All the attending countries at the Summit reiterated their commitment to taking action to try and mitigate climate change, but without the inclusion of the United States, which under Trump insists on the right to use fossil fuel without any curbs, the exercise is fraught with political frustrations, as America is still the largest economy, and still one of the greatest polluters in the world per capita.  

And then there is the Trump initiated tariff war with allies and enemies, which is causing enough rancors between the U.S. and all its allies, but is also causing a major trade war with the fast closing, and threatening to be number one economic giant, China. Trump has vowed to take on and punish China with escalating tariffs, for its highly questionable trade and business practices.

Towards that end, Trump had initiated a series of escalating tariffs on Chinese imports into the U.S., to which China had responded with retaliatory tariffs on U.S. goods. That trade war had been escalating to the great concern of all countries and financial markets, as its continuation was having a dampening effect on the global economies whose renewed growth had been hard won, over the past decade, at great cost, with record global debt.

Trump and his administration had seemed impervious to the mounting concerns and the negative outcomes in business, and financial markets’ recent reactions. But, possibly due to the growing political threats at home from the frequency of guilty pleas entered recently from some of his previously closest advisors, and the mounting economic costs to America, Trump seemed to have cracked under the mounting pressure and called a 90 day truce from any further efforts to punish China into submission, through the continued escalation in the trade war.  

China for its part has made general promises to ‘open’ its economy to greater foreign participation under vague terms and timelines.

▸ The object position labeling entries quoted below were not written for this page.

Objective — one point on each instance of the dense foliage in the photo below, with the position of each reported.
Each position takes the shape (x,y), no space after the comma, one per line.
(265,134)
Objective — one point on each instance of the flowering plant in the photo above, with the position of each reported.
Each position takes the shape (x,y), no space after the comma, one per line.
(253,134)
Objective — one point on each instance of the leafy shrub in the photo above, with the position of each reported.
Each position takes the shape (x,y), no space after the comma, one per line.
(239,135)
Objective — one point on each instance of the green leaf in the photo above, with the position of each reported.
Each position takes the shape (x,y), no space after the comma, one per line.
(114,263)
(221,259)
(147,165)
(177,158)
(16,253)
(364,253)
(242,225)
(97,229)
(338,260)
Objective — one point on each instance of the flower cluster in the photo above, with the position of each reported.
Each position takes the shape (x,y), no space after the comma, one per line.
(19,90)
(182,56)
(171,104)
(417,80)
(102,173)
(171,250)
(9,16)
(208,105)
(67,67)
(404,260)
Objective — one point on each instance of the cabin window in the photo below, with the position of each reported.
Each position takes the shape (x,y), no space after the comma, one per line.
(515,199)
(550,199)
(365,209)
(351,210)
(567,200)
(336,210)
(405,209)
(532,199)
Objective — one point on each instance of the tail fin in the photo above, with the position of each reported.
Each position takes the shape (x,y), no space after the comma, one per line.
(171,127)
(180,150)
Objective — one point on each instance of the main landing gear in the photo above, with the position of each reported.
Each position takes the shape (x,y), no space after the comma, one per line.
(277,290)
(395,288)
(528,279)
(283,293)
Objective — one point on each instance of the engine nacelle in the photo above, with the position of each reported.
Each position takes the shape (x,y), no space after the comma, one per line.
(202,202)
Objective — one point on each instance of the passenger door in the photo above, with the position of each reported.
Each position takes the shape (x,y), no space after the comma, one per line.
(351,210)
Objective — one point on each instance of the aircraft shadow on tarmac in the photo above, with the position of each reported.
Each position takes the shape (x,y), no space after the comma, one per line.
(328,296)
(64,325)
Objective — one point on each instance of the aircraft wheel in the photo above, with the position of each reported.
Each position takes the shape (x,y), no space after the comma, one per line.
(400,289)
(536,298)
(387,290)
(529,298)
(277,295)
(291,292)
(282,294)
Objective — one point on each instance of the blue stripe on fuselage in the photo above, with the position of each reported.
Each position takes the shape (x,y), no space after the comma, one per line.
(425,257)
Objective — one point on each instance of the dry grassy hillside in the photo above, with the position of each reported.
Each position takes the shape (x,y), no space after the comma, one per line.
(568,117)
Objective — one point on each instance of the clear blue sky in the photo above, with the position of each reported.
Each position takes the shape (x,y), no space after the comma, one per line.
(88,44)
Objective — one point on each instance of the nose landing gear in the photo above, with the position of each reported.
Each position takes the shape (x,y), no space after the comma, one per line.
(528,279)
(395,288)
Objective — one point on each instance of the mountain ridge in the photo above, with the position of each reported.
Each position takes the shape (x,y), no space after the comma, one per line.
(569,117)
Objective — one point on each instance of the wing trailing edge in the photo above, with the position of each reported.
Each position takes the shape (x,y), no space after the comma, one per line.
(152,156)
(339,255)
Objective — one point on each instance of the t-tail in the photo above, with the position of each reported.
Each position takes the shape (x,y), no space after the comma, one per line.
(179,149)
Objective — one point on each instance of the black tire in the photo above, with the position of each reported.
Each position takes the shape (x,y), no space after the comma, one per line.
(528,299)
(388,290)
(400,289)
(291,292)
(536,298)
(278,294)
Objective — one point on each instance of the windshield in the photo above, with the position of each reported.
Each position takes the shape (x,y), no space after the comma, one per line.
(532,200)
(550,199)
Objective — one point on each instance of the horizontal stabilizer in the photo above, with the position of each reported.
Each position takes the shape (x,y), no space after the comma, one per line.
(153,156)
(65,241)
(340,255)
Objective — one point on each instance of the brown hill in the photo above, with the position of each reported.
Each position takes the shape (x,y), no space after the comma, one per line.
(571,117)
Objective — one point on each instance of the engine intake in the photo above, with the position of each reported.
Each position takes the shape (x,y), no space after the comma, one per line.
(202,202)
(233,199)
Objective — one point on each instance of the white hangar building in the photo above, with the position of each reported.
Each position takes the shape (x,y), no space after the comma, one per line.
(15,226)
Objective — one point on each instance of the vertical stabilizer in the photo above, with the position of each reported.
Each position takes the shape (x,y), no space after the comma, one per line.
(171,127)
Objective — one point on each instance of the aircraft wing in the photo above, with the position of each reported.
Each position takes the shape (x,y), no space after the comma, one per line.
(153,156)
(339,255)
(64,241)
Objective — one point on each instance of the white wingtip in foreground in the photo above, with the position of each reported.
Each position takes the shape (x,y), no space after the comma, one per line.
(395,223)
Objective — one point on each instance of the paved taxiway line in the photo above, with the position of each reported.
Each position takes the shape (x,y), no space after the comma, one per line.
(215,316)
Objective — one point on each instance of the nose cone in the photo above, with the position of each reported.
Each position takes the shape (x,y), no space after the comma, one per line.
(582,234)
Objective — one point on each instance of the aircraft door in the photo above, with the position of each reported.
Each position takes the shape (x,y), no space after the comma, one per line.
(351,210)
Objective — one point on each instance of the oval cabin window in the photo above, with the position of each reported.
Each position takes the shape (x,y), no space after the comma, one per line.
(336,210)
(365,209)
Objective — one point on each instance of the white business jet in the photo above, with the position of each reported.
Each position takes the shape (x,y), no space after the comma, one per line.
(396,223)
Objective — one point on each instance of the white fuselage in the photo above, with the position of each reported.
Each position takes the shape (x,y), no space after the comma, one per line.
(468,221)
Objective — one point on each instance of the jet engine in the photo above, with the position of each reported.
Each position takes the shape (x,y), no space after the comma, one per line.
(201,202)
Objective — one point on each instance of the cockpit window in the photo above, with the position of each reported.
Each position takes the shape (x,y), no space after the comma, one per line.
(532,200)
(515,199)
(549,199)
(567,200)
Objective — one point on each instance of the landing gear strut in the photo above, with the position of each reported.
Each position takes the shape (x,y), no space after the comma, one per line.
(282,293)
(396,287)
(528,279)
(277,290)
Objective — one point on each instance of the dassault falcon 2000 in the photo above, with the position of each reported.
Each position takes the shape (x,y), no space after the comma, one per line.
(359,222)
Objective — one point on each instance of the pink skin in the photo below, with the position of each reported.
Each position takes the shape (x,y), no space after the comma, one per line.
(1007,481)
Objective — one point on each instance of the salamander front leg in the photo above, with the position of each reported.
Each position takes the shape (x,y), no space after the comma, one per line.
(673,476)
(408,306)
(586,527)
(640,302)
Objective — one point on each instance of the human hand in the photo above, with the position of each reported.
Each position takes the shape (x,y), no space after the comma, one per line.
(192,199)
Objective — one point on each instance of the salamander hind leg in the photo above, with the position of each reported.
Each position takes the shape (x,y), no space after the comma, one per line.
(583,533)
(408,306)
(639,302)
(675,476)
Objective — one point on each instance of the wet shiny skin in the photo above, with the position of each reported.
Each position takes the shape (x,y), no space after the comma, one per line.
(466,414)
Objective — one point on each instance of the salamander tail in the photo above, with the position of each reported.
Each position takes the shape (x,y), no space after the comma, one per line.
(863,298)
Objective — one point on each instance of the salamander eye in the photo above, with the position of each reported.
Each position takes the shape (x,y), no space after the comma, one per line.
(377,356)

In essence, nothing much has been resolved except a temporary truce has been called with mutual assurances of ‘continued dialogues’ between the two countries.    

In the background to all of these forefront contentious issues, there are the serious problems of migrants and refugees fleeing wars, famines, and abusive regimes and gangs at home; and the ongoing unsuccessful attempts to denuclearize North Korea, and the decades long accusations against Iran, for which America (Trump included) seem to have a particular distaste, while finding the equally distasteful (re: the totalitarian, ultra-autocratic human-rights abuses) of Saudi Arabia, quite palatable. This is not to mention the openly abusive regimes of China and Russia, which America views as competitive ‘frenemies’, but downright respectable to deal with.

These biased and contradictory political policies based on skewed ‘national interest’ create the additional possibilities of further conflicts, which could escalate into additional violence and war. At the Summit, no progress was made towards the resolution of any of these festering problems and growing threats.

The increasing influence of far-right leaning, and/or totalitarian and authoritarian leaders like Donald Trump in the U.S., Vladimir Putin in Russia, Xi Jinping in China, Recep Tayyip Erdogan in Turkey, Rodrigo Duterte in the Philippines, Viktor Orban in Hungary, Matteo Salvini in Italy, and the recently elected Jair Bolsonaro in Brazil, are a growing threat to post WWII World Order, and the myriad progressive institutions established thereafter, under the leadership of one of America’s most iconic progressive, Democrat President, Franklin D. Roosevelt.

As the world leaders met at the 2018 G-20 Summit in Argentina, there was little hope much would be settled, resolved, or stabilized, as some of the key players, like Trump, Putin, Erdogan, Salvini, Prince MbS, and perhaps even China’s Xi Jinping, have an agenda which does not include the restoration of the previous forms of cooperative status-quo. But they, with Trump as the poster boy of the new unapologetic mantra of ‘national interest’ over global cooperation, are leading the world towards a more fractious, conflicted, and unstable World Order.